Our team’s design overcame the risks associated with converting an expressway to a freeway, such as creating physical divisions in communities, displacing homes and businesses that define areas, and impacting the local environment. In fact, as evident in the visualization, we met these challenges and our design solution is a dramatic improvement for local travelers, through-traffic, and pedestrians. The Radmacher Brothers/RS&H team won the privilege of designing and constructing the project by providing the highest value and best innovations while meeting MoDOT’s fixed-price budget.
MoDOT’s goals included eliminating at-grade intersections and traffic signals at a junction with US 60. Now under construction, the freeway will provide three points of controlled access to the City of Rogersville from Greene and Webster Counties. It will facilitate safe movement of vehicles along the US 60 corridor, as well as efficient circulation of vehicles and pedestrians throughout the city.
Project elements also include roundabout traffic control geometrics and various other improvements and additions to the local road network that will stimulate economic development and regional growth. These enhancements include new interchanges, two-way backage roads, reconfigured and improved intersections, and new turn lanes.

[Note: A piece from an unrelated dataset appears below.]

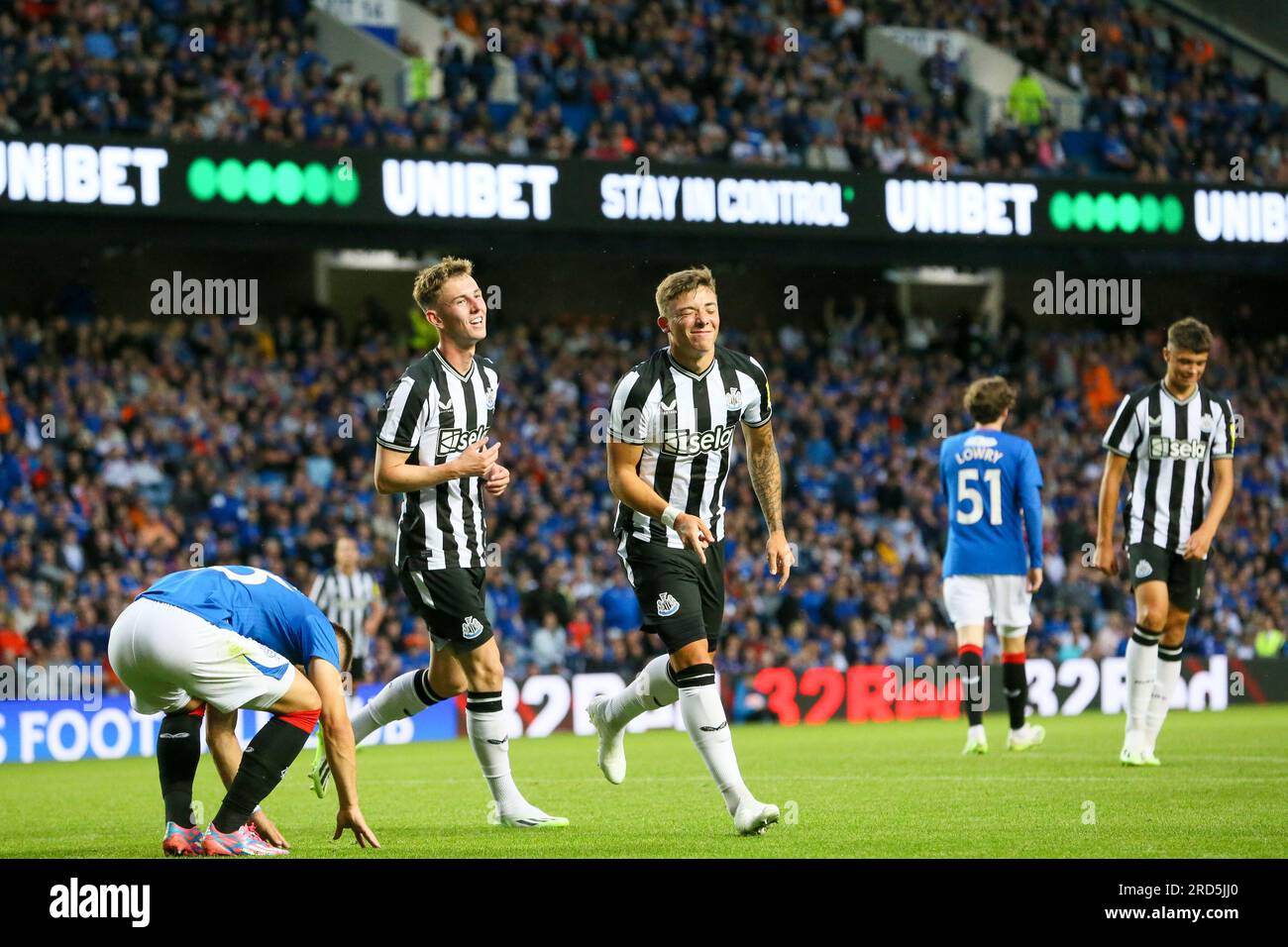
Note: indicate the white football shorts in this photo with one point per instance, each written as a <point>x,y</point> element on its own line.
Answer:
<point>970,599</point>
<point>166,656</point>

Accommodating for future growth is a primary goal of the US 60 freeway project, ensuring the community has the ability to sustain the type of growth it has seen in the past. To meet this goal, RS&H used innovative intersection design for safety, preparing the area for increases in traffic volume. The project features two unique interchanges that utilize roundabouts: a barbell roundabout and a dogbone-shaped roundabout, both of which will accommodate future growth.

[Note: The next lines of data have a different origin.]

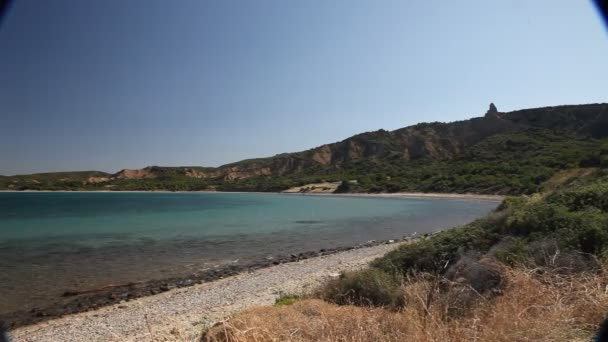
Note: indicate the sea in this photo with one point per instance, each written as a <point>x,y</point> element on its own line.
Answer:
<point>51,242</point>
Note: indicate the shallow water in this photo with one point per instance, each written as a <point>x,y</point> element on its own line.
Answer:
<point>51,242</point>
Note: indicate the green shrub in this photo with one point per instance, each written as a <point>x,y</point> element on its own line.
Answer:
<point>367,287</point>
<point>287,300</point>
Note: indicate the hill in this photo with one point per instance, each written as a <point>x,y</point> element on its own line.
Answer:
<point>503,153</point>
<point>533,270</point>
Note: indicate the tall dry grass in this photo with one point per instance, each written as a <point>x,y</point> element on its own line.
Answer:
<point>534,306</point>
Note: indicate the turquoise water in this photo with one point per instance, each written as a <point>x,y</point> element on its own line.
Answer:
<point>53,241</point>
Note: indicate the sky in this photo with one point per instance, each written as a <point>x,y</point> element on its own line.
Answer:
<point>107,85</point>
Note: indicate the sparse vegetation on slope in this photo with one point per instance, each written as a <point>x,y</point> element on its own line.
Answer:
<point>533,270</point>
<point>500,153</point>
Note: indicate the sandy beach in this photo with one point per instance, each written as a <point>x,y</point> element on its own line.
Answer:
<point>436,195</point>
<point>181,314</point>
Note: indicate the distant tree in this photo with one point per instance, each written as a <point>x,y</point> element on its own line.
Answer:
<point>343,187</point>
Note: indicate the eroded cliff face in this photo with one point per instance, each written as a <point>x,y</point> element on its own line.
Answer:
<point>427,140</point>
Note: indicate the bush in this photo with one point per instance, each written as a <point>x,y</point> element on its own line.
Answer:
<point>287,300</point>
<point>364,288</point>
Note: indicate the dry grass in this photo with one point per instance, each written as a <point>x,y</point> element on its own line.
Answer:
<point>533,307</point>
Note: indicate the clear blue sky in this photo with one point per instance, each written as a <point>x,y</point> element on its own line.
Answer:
<point>105,85</point>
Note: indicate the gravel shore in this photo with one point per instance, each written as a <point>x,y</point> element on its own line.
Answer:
<point>181,314</point>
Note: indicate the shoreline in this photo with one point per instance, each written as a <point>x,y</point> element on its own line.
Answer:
<point>182,313</point>
<point>77,301</point>
<point>424,195</point>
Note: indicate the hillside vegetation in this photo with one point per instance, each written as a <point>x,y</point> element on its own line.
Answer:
<point>533,270</point>
<point>499,153</point>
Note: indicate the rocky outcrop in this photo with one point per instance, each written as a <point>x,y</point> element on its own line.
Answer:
<point>426,140</point>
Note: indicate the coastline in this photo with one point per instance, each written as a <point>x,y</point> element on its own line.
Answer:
<point>182,313</point>
<point>427,195</point>
<point>75,301</point>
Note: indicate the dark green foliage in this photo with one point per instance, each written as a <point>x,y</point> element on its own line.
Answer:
<point>287,300</point>
<point>565,230</point>
<point>343,187</point>
<point>505,153</point>
<point>366,287</point>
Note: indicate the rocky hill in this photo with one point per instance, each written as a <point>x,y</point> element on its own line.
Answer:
<point>390,158</point>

Roundabouts are an effective design commonly used in Europe and are gaining popularity in the US. They provide safety advantages by preventing T-bone crashes, and they are more sustainable because they avoid signalization, use less material, and require less upkeep. In addition to the more obvious benefits, such as increased circulation and traffic capacity, the use of roundabouts also created an opportunity for new signage, more landscaping, and aesthetic features, creating a gateway feature that welcomes travelers to the Rogersville area.
Elements of RS&H’s design support the economic and societal wellness of the community. Along with the converted roadway and two new interchanges, our design proposed a third bridge to sustain community connectivity and maintain traffic flow. Another feature was the incorporation of double-sided backage roads. Like frontage roads, backage roads are used to improve circulation, but are set back further from the main road with land on both sides. This allows for economic development along the roadway and also makes the project more appealing to local residents and businesses.

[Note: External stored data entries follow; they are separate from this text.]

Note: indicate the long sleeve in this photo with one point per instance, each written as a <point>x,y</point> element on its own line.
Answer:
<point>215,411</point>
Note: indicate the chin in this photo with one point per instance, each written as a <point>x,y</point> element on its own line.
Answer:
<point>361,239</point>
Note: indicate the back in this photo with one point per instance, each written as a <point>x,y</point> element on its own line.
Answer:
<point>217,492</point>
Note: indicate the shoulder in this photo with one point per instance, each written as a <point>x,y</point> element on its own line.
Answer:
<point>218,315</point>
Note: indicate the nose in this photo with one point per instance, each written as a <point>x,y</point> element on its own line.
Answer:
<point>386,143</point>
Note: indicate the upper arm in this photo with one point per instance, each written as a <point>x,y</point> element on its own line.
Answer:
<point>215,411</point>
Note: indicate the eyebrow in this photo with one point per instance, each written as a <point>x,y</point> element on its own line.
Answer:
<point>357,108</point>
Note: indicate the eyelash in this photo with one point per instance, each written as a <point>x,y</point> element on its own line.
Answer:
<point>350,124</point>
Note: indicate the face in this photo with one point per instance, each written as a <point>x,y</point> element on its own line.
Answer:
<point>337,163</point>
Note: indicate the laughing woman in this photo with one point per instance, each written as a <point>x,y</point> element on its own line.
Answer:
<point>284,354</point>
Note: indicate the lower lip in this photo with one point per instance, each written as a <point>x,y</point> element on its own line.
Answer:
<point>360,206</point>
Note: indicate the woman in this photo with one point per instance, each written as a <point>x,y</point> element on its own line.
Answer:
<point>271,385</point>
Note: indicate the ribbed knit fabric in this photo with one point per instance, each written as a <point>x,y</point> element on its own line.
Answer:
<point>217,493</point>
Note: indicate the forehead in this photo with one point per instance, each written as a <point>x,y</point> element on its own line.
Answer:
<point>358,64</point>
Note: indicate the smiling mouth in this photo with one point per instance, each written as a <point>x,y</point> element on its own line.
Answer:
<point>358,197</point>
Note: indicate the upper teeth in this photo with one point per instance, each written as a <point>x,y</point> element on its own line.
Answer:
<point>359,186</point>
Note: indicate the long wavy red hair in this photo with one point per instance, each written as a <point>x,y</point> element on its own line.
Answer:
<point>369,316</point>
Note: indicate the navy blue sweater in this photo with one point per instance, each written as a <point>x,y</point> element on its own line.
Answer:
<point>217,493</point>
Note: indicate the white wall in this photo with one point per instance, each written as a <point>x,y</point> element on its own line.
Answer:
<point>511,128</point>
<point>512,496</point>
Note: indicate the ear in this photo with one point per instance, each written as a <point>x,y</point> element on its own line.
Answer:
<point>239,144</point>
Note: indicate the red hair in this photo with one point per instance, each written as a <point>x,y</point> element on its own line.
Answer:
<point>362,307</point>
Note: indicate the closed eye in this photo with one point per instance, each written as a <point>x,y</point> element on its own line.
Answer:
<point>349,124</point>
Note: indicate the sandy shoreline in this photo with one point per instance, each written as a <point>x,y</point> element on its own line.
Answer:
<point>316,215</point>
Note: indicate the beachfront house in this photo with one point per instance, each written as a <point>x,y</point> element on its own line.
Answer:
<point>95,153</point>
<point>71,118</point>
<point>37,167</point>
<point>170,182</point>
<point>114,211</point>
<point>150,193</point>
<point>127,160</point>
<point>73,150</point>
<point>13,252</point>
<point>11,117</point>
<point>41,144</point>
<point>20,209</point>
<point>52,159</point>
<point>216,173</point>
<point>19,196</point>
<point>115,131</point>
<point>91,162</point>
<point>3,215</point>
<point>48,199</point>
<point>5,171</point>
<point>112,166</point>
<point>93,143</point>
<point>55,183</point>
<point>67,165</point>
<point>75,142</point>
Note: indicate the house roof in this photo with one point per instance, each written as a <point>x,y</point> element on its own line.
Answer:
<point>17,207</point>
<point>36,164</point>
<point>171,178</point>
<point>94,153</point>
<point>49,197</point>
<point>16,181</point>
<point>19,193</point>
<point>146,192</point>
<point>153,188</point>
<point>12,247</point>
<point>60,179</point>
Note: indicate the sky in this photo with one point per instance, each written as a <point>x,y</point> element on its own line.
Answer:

Public Involvement and Outreach
For a project of this magnitude, keeping the public informed is imperative. RS&H took great pride in this objective and made a concerted effort to rally a positive public perception. The team used tactics, such as showing a looped video of the project developed by our visualization team at a highly attended public meeting. The crowd was impressed by the video, which helped them to better understand the scope of the improvements and, ultimately, limited opposition to the project.
A further commitment to the community, the project team also partnered with local schools and colleges to engage budding engineers for educational and public relations purposes. The department administers a Diversity Outreach Program that cultivates young women’s knowledge about engineering and engineering careers. The program immerses young women in significant projects, exposes them to the broad spectrum of engineering career choices, and educates them about the breadth of their future opportunities. Our team helped to coordinate this effort and identified a qualified subconsultant to run the program.
The project has progressed successfully with RS&H coordinating closely with the contractor and other professionals. The project team has instituted a collocation arrangement in which consultants, contractors, and MoDOT are working together to ensure project success.